The assistant manager gave Louisa ALL the books of paint swatches that he had and that week at our meeting the girls picked out two colors. I wasn't sure if Stine's would indulge the girls or not, but they did! Again, my skepticism showed through. A few of the Girl Scouts and I took the paint swatches they had chosen in to Stine's one day and the assistant manager hooked us up with the paint specialist. Who was amazing. To say the very least. She gave the kids paint safety, and painting tips. She was just as excited as the girls were about their project. She told the girls they did a great job matching the two paint colors because they are somewhat odd colors. A sort of teal, and an apricot-ish. But they do look great together. The paint specialist also gave the girls hats to wear when they are painting (and gave hats to Drew and Hunter because they had to tag along), and she told them how proud she was that they chose such a worthy cause. She even thanked them for being volunteers!

We left Stine's that day with 8 gallons of paint (4 of each color), rollers, paint pans, paint brushes... and a renewed sense of just how beautiful humanity can be.

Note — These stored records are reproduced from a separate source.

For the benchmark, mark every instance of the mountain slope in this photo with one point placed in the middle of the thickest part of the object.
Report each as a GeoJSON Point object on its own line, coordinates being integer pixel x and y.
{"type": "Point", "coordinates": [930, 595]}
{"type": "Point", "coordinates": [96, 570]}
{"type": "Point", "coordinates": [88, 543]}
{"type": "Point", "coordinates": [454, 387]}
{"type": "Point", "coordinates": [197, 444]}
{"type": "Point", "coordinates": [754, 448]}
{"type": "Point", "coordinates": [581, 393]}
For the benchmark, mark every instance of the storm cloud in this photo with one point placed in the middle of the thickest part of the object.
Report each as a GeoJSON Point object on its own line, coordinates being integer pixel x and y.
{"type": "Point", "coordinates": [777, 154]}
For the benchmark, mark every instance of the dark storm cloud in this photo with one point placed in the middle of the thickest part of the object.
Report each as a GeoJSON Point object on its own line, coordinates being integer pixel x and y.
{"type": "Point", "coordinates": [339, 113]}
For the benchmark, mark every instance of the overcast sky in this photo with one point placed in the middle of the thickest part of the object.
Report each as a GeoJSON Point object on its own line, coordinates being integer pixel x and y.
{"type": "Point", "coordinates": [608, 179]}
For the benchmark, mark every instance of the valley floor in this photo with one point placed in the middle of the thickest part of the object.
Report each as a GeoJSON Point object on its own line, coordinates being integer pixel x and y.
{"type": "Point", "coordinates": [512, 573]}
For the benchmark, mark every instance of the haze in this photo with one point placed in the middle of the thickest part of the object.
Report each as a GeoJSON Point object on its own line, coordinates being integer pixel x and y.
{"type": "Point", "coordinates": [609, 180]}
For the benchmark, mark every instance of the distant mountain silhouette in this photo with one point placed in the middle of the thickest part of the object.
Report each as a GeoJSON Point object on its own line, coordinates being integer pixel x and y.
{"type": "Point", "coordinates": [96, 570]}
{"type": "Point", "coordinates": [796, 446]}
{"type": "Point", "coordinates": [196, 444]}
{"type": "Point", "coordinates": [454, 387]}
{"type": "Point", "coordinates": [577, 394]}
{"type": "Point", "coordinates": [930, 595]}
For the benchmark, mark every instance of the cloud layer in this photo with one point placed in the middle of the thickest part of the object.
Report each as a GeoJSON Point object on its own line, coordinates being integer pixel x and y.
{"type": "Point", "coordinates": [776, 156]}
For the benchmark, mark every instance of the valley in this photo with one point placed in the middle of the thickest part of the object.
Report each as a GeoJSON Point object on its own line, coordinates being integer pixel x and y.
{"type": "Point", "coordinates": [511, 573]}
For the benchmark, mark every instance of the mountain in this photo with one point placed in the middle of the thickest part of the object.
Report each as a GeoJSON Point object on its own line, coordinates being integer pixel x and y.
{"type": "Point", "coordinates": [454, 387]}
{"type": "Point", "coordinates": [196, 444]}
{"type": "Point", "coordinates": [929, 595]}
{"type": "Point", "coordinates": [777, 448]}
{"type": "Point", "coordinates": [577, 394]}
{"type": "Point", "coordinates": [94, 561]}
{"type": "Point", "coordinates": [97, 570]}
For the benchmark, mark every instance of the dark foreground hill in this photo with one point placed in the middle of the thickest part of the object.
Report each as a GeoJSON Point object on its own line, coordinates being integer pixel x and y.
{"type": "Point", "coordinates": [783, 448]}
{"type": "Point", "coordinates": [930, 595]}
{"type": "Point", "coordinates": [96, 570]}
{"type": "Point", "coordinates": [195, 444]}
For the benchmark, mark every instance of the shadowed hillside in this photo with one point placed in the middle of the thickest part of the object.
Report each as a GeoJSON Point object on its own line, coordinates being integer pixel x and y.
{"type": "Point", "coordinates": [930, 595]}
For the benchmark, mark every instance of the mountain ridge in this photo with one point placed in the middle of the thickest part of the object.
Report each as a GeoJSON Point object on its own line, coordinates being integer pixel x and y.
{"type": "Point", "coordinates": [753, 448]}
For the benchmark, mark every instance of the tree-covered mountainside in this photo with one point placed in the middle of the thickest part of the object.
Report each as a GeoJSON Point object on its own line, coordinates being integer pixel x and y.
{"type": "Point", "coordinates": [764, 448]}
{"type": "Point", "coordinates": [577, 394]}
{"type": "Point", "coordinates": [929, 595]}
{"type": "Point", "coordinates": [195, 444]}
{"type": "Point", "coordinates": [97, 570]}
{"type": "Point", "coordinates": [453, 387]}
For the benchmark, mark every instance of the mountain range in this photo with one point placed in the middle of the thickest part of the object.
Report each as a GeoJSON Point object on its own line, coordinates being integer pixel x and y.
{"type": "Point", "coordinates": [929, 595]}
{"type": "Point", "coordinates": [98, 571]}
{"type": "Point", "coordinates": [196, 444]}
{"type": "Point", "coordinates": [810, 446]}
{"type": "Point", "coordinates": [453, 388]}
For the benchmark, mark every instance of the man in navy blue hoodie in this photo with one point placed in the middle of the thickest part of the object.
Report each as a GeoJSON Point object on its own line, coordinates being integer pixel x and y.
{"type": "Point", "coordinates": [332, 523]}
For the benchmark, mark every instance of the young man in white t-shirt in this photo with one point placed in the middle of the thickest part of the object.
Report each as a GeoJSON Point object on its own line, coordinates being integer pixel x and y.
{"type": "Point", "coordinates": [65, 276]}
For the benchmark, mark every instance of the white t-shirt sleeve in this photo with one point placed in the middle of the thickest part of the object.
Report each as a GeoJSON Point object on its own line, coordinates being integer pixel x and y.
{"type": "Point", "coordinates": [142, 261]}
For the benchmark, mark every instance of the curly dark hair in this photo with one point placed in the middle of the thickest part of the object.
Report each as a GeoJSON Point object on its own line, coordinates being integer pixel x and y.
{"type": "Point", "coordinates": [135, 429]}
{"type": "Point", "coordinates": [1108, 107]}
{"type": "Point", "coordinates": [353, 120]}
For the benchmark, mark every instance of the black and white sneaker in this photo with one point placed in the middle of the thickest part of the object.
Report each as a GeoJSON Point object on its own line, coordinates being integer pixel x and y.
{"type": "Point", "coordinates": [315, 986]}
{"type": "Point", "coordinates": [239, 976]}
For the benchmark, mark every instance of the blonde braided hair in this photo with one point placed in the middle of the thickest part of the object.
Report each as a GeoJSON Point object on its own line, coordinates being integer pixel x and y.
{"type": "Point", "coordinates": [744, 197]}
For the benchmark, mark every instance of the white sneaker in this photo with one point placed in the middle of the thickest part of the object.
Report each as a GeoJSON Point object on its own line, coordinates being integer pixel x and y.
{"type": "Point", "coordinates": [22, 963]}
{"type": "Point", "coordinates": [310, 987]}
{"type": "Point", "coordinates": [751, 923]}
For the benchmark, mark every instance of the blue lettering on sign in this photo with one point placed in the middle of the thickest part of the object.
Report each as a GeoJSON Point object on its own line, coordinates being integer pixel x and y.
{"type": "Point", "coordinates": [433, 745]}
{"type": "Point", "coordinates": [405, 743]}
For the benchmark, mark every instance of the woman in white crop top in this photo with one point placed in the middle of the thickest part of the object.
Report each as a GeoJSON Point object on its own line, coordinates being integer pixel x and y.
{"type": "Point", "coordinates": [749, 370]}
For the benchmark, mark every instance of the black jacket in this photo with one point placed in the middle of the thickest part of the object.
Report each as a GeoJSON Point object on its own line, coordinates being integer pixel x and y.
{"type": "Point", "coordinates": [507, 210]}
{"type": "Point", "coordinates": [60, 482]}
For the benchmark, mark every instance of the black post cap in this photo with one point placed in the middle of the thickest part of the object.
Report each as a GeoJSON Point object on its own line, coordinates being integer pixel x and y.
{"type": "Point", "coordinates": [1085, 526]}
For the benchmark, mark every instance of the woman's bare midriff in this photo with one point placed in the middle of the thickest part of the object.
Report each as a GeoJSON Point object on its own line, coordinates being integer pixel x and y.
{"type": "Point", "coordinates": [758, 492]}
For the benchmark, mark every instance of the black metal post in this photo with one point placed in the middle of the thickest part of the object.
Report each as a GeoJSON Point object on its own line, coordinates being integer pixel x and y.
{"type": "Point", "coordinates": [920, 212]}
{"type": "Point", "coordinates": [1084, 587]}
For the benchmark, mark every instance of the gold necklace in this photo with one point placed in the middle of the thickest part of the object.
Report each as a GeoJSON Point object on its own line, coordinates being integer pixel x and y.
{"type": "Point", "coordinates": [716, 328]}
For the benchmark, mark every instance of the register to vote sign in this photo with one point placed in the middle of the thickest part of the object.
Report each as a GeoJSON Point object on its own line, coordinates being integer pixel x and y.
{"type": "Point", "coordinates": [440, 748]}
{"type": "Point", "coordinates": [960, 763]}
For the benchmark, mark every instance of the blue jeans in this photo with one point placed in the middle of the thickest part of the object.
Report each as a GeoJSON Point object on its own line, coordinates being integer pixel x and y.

Since then, we've been in the newspaper (on the front page with a color picture, no less!), and been talked about on local radio. My girls are doing something good, but even better we're helping to raise awareness that the shelter needs so much help right now.

Tomorrow we'll suit up and step into our adopted room to begin the transformation. I don't know what to expect tomorrow, but I know each of my girls will learn what it's like to get their hands dirty and do a good deed. They'll learn that anything they do will make a difference. And I can only pray they take this experience with them and grow from it.